Some gut microbes can stimulate production of serotonin – a neurotransmitter that helps to regulate emotions, sleep, pain sensitivity and wellbeing.
People who eat a mainly plant-based diet have an increased number of microbes with the ability to digest and extract nutrients from plants, while people who eat a lot of animal-based products have more microbes which can digest these foods, although some have been found to produce inflammatory metabolites.
As our diets change and fluctuate, so too, do the microbes in our gut, the genes they express, and the metabolites they produce, which then signal to the brain via the bloodstream and the vagus nerve.
According to gastroenterologist Emeran Mayer, MD, we can ensure a healthy gut microbiome, by regular consumption of fermented foods, periodic fasting, refraining from eating when stressed or upset, reducing animal fats, and choosing natural and organic whole foods.
One such food that has really hit the health headlines in recent times is something called Kefir. It is a natural grain, considered to be one of the oldest and most beneficial cultured milk beverages in existence. Having understood how much the gut ecology influences are overall health – having regular amount of Kefir will help modify this, help breakdown cellulose and starches in the diet, making them more digestible. This can result in an increased tolerance to some foods, as well as improved absorption of minerals.
How can I master my gut?
It’s important to understand when looking at changing our health for the better – often individuals will begin to look at their lifestyle – diets, fitness levels and ways in which they can strengthen their ability to cope with life’s demands with activities like yoga, mindful meditation and more. All these are going in the right direction. However, where possible – “start with as clean a canvas as possible” is the way I advise patients to go:
Imagine you have a home – you know there are things in it which you absolutely love and make you feel good – and there are things that always leave you frustrated and just tired looking at them – like the endless clutter out or in cupboards, or paperwork that just seems to pile up.

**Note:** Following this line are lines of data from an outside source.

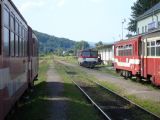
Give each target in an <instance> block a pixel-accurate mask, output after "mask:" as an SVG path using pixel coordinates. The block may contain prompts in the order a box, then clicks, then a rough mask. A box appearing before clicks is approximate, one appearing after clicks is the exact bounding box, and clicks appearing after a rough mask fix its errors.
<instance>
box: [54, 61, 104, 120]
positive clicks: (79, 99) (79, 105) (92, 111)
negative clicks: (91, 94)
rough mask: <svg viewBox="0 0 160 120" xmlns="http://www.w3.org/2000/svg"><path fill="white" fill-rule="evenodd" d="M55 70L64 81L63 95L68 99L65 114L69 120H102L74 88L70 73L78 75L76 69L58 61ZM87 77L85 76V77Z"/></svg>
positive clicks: (82, 96)
mask: <svg viewBox="0 0 160 120" xmlns="http://www.w3.org/2000/svg"><path fill="white" fill-rule="evenodd" d="M55 67H56V70H57V71H58V73H59V74H60V75H61V77H62V79H63V81H64V96H65V97H66V98H68V99H69V101H68V109H67V116H68V119H69V120H102V119H103V118H100V117H99V115H98V114H97V113H96V111H95V110H94V107H93V106H92V105H91V104H89V103H88V102H87V100H86V99H85V97H84V96H83V95H82V93H81V92H80V91H79V90H78V89H77V88H76V86H75V85H74V83H73V82H72V80H73V79H74V78H75V77H73V76H72V75H78V76H79V75H80V77H83V78H84V76H83V75H81V73H80V72H79V71H78V74H77V72H76V71H74V70H75V69H74V70H72V68H70V67H67V66H64V65H62V64H60V63H57V62H56V64H55ZM86 79H87V77H86Z"/></svg>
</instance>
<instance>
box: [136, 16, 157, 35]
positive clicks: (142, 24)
mask: <svg viewBox="0 0 160 120" xmlns="http://www.w3.org/2000/svg"><path fill="white" fill-rule="evenodd" d="M156 15H157V16H158V21H160V13H157V14H156ZM153 21H155V22H156V21H157V17H156V16H155V15H153V16H150V17H148V18H145V19H143V20H140V21H138V22H137V29H138V28H139V34H142V33H143V32H142V27H144V32H145V26H147V31H146V32H148V24H149V23H151V22H153ZM137 32H138V31H137ZM137 34H138V33H137Z"/></svg>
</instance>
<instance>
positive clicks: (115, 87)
mask: <svg viewBox="0 0 160 120" xmlns="http://www.w3.org/2000/svg"><path fill="white" fill-rule="evenodd" d="M61 66H62V65H61ZM63 67H64V68H63V69H64V71H65V72H66V74H67V76H68V77H69V78H70V79H72V80H76V81H77V82H78V81H81V82H79V83H78V84H82V86H85V87H88V86H90V87H95V85H94V84H93V83H92V82H91V81H98V82H99V83H100V84H102V85H104V86H106V87H107V88H109V89H111V90H113V91H114V92H116V93H118V94H120V95H122V96H125V97H127V98H128V99H130V100H131V101H133V102H135V103H137V104H139V105H140V106H142V107H144V108H145V109H147V110H149V111H151V112H153V113H155V114H157V115H160V113H159V112H160V110H159V108H160V106H159V103H155V102H153V101H149V100H148V101H144V100H140V99H138V98H135V97H133V96H129V95H126V94H125V93H123V91H124V90H122V89H119V87H117V86H116V85H114V84H110V83H107V82H102V81H100V80H97V79H96V78H94V76H90V75H88V74H86V73H85V72H83V71H82V69H78V68H73V67H70V66H64V65H63ZM82 82H83V83H82ZM96 89H97V91H98V88H96ZM93 94H97V92H95V93H93ZM102 96H103V95H102ZM97 98H99V96H98V95H97ZM95 99H96V98H95ZM101 99H103V97H101ZM102 101H103V100H102ZM125 107H126V108H129V107H130V106H125ZM137 114H138V113H137Z"/></svg>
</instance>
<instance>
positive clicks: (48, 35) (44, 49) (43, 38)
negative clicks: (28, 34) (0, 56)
mask: <svg viewBox="0 0 160 120" xmlns="http://www.w3.org/2000/svg"><path fill="white" fill-rule="evenodd" d="M34 32H35V34H36V36H37V38H38V40H39V52H40V53H44V52H52V51H56V50H57V49H63V50H69V49H72V48H74V47H75V44H76V42H75V41H73V40H69V39H66V38H58V37H55V36H51V35H48V34H45V33H41V32H37V31H34Z"/></svg>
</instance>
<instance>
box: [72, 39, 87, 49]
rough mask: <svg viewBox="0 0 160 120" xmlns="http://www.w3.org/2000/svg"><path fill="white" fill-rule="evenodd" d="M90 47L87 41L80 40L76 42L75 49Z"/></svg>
mask: <svg viewBox="0 0 160 120" xmlns="http://www.w3.org/2000/svg"><path fill="white" fill-rule="evenodd" d="M87 48H89V44H88V42H86V41H83V40H81V41H80V42H76V44H75V49H77V50H82V49H87Z"/></svg>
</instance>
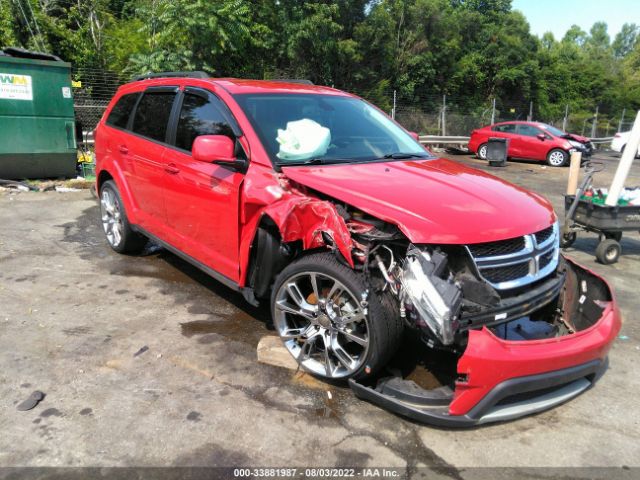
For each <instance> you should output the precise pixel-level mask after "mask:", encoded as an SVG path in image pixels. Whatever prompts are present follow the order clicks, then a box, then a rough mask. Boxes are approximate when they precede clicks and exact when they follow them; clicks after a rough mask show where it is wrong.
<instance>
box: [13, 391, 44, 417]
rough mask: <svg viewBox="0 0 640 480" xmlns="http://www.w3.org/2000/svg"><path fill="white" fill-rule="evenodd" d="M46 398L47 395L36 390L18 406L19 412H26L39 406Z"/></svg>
mask: <svg viewBox="0 0 640 480" xmlns="http://www.w3.org/2000/svg"><path fill="white" fill-rule="evenodd" d="M44 397H45V394H44V393H42V392H41V391H40V390H36V391H35V392H33V393H32V394H31V395H29V396H28V397H27V398H26V400H24V401H23V402H22V403H20V404H19V405H18V407H17V408H18V410H20V411H21V412H26V411H27V410H31V409H32V408H34V407H35V406H36V405H37V404H39V403H40V402H41V401H42V400H43V399H44Z"/></svg>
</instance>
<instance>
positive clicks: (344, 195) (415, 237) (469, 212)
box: [282, 159, 556, 244]
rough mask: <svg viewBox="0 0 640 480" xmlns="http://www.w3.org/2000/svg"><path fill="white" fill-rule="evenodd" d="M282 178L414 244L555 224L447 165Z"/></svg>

In the same way, think of of your gut as your house – it’s good to keep and have more of what makes you feel good and has a positive influence in your well being. But just adding things that make you feel good to a cluttered home – like adding good nutrition without clearing the old won’t be as helpful. In fact, you will end up spending more money and time on trying to feel good but your body won’t fully benefit without the declutter and clearing first.
You need to create a space – you need to unclog the clogged and then start rebuilding this microbiome inside you. There are various tests you can carry out to see what bacteria is living inside your gut – this will help identify the good from the bad and surprise you as to how much it relates to how you feel in your day to day life. Once armed with this knowledge you can begin to declutter and build a gut biome with good strength bacterias sourced from sauerkraut, kefir and the like that will play a part with your health, moods, weight and overall wellbeing.
So what now?
Gut health is an area of study has exploded in the past decade, and has started to revolutionize the way medicine views and treats the human body. As the research continues, it will be fascinating to discover the answers to questions, such as, does the way we think about our food affect how well we digest it? If we eat healthy, does the good feeling that accompanies it, affect the microbe population in our gut, giving our food an even bigger nutritional advantage? And vice versa when we eat foods that we know are not healthy for our bodies?
Mayer E, “The Mind-Gut Connection”, 2016, Harper Collins Books, New York, NY.